Back into the mountains, finally!
We spent a full week down on the front range, visiting with my son and running my necessary paperwork errands needed to leave Colorado for an extended period. The heat of a July on the front range is pretty extreme, so an RV park with electric hookups was a must. That worked all fine and dandy until the AC in the trailer started tripping the circuit breaker by mid-week. Multiple days in 90+ degrees without AC is not fun at all. We had ideas of what the problem may be, and tried to fix it over a few days, but nothing worked. We were forced to run for the hills to get into cooler temperatures. Not that I mind, I desperately needed to get into the Rocky Mountains anyway.
Peaceful Valley Campground, my ‘home campground’, came to our rescue. The place is usually full during the high season, but a spot opened up for us just as we pulled up. Up here it is 25 degrees cooler during the days than down in the Boulder area. We didn’t need AC anymore, and the mountains out our window brought sighs of lifted weights off our shoulders. We were back in the mountains again, woot!
Way back in July of 2013, I went on a hike to Lake Isabelle in the Brainard Lake Recreation Area. It was one of the most enjoyable places I have ever hiked, so much so that I did the sister trail out to Blue Lake a year later, with Moose. So when Kerri and I were talking about where we could go hiking now that we were up in the mountains again, either of the Brainard Lake trails were top on the list.
We had to wake and get moving very early that morning. I kept telling Kerri that by 8am – even on a weekday – all the parking would be taken, so we had to arrive before then. We are camped only 25 minutes away, but we arrived at 8:20 (for reasons best untold) to find all but two parking spaces occupied, and those two were at a different lot another half-mile down the road. The hike would be six miles round trip now, which wasn’t too big of a problem for us.

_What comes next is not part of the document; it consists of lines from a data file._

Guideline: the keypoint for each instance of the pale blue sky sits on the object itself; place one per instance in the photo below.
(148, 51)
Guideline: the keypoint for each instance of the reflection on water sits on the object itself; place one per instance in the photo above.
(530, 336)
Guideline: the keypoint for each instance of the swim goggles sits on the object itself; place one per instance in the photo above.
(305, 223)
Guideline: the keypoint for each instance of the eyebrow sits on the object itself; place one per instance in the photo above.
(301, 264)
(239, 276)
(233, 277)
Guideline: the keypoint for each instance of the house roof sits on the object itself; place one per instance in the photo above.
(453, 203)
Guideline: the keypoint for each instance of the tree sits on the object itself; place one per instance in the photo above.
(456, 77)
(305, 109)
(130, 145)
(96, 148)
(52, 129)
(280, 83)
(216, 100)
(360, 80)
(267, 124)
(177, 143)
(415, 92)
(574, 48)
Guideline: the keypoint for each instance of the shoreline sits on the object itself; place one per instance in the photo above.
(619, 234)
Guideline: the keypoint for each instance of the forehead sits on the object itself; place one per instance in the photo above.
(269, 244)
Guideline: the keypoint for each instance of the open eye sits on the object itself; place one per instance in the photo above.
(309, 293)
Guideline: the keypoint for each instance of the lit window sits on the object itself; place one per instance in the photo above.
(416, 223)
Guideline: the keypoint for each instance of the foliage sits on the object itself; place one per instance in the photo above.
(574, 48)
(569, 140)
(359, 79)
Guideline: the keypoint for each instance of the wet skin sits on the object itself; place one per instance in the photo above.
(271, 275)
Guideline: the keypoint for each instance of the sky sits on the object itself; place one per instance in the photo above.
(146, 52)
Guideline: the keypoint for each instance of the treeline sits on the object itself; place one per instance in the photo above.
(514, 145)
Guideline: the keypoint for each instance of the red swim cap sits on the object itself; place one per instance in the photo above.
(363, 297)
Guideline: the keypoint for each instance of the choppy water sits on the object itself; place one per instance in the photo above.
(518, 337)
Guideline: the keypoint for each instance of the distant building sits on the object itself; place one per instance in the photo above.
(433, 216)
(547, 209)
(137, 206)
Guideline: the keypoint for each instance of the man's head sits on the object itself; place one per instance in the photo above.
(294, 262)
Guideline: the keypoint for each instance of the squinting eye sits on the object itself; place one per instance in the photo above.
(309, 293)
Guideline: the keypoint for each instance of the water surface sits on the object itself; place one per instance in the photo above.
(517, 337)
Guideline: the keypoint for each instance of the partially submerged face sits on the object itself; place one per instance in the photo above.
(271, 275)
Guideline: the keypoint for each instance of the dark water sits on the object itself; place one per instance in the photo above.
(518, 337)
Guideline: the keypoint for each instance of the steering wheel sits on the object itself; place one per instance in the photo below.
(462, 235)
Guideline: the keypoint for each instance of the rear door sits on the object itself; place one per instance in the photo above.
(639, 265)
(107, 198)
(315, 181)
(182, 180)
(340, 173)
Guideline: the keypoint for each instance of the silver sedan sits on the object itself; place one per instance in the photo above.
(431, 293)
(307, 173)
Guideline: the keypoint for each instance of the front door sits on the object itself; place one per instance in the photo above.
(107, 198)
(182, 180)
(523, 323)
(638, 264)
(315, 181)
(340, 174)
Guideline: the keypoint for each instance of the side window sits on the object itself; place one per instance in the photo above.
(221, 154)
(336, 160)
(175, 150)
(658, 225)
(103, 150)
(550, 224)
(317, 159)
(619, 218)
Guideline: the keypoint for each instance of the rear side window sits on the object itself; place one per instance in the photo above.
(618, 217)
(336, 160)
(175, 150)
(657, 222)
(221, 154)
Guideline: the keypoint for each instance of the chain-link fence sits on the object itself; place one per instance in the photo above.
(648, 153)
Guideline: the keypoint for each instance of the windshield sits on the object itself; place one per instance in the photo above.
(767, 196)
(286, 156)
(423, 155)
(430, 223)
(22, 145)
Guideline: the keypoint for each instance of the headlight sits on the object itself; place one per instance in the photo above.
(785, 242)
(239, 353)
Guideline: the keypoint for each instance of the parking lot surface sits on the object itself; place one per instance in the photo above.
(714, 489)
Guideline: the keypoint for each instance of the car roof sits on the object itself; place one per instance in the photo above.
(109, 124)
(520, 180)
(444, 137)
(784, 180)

Moose came along as well, as he did in 2014 on the Blue Lake hike. He loves these longer hikes, and seems to never tire no matter how hard or long the trail is. He is all business on these longer hikes, walking right past other people who have hands extended towards him looking to give him some attention. Good luck with that, he has a trail to hike. Across rivers and jumping over rocks, he marked his way back, every 50 feet or so, the entire length of the trail. After an hour of hiking we reached our destination at Lake Isabelle at just under 11,000 feet, sat for a while enjoying lunch and the scenery, and snapping some pictures before turning around to repeat the hike in reverse.